Hardy captured that sense of first love so well, Banks thought, yet his relationship with Emma Gifford had been troublesome, and the couple had grown more distant over the years. Only when she died could he resurrect the magic of those early days, the places they had been and emotions connected with them. That was the thread that ran through the sequence. The poems were a true marriage of place and memory, Linda had said, and Banks had to agree, though he found Hardy’s syntax and diction rather awkward sometimes, as if he were willing to twist the English language into any shape just for the sake of a rhyme or a rhythm. Not like the relaxed conversational flow of Larkin, for example, whom they had discussed at their last meeting, where Banks hardly even noticed the rhymes and meter.
‘You seem a bit distracted today, Alan,’ said Linda. ‘Is it the hangover or the case you’re working on?’
‘Sorry,’ said Banks. ‘Bit of both. Is it so obvious? I am having difficulty concentrating. Other things. The poems... I mean, I’ve just lost someone and... I mean, it ended very abruptly, without explanation. A long time ago. I hadn’t seen her in over forty years, and she died last December. It’s not the same situation as Hardy and Emma at all, but the feelings. Somehow they seem similar. I’m remembering things we used to do, the way she looked, her clothes, places we used to go.’
Linda closed her book and put it down on the table. ‘In some ways Hardy felt he hadn’t seen Emma for forty years, either,’ she said. ‘They were hardly talking by the time she died. You don’t have to talk about it if you don’t want.’
‘I know,’ said Banks. ‘This isn’t a therapy session. Poetry isn’t therapy. That’s what you told me the first time we talked like this.’
‘This person you lost. It was serious, at the time?’
‘Yes. First girl I ever loved, as the song goes.’
‘And the case you’re working on?’ Linda asked.
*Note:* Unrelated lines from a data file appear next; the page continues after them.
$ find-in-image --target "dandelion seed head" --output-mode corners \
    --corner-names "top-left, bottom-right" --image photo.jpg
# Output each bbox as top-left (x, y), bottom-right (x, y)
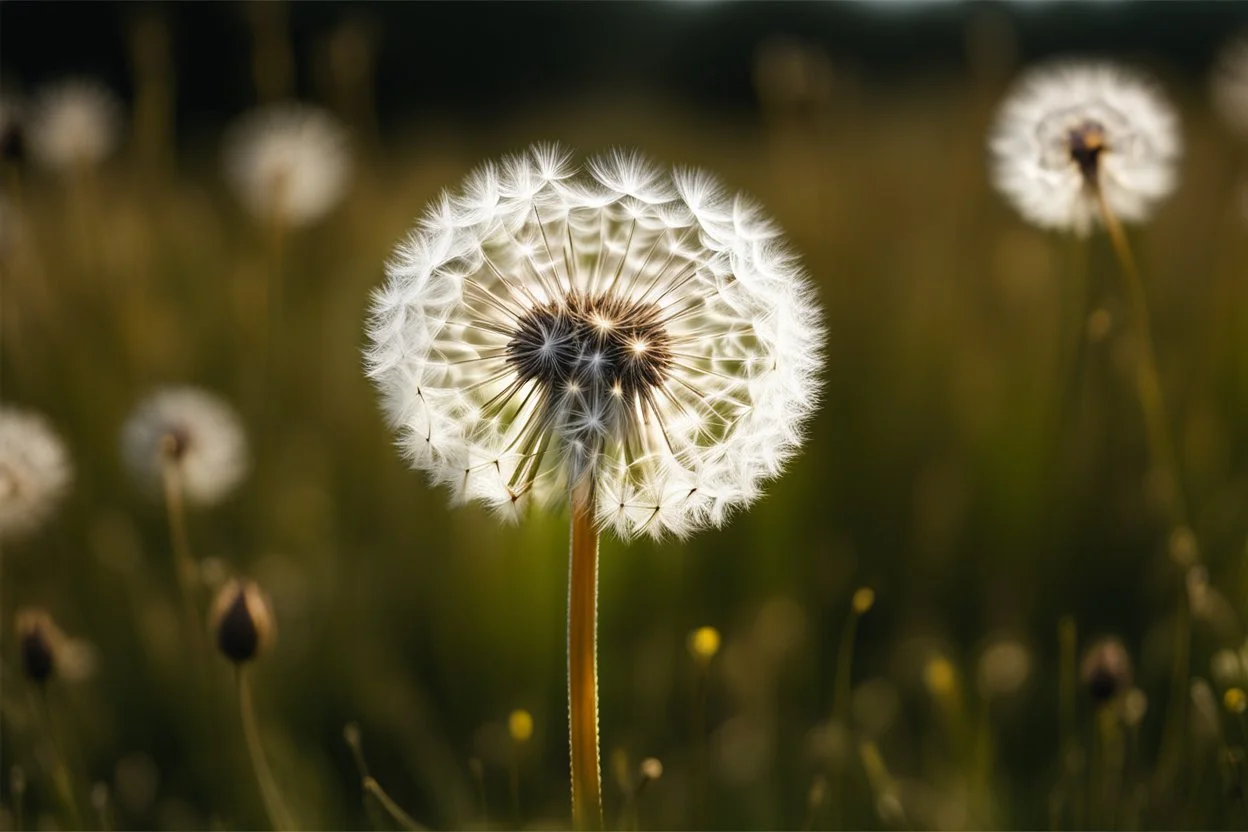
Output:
top-left (121, 387), bottom-right (250, 505)
top-left (225, 102), bottom-right (352, 226)
top-left (0, 407), bottom-right (74, 540)
top-left (366, 146), bottom-right (822, 538)
top-left (988, 62), bottom-right (1182, 235)
top-left (1211, 34), bottom-right (1248, 138)
top-left (26, 79), bottom-right (122, 171)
‘No connection. Except I think it reaches back into the past, too. For different reasons, with different intentions.’ Banks gulped down some water. ‘In fact, I’ve been thinking that it might be something you can help me with.’
‘Me?’
‘Yes. If you don’t mind thinking back.’
Linda narrowed her eyes and gave him that ‘don’t treat me with kid gloves’ look.
Banks held up his hands in surrender. He knew that he sometimes avoided certain topics with her because she had been raped by a well-respected TV celebrity at the age of fourteen. But he also knew that she had not let it ruin her life. She had even written up her recollection of events for him in a journal during the case they had met through. ‘OK, OK,’ he said. ‘I know you told me not to pussyfoot around the past. It’s just that in my job I come across some of the worst things people do to each other.’
‘I know that. How do you manage it?’
‘You should know. You visit the dark side often enough. I’ve read your poetry.’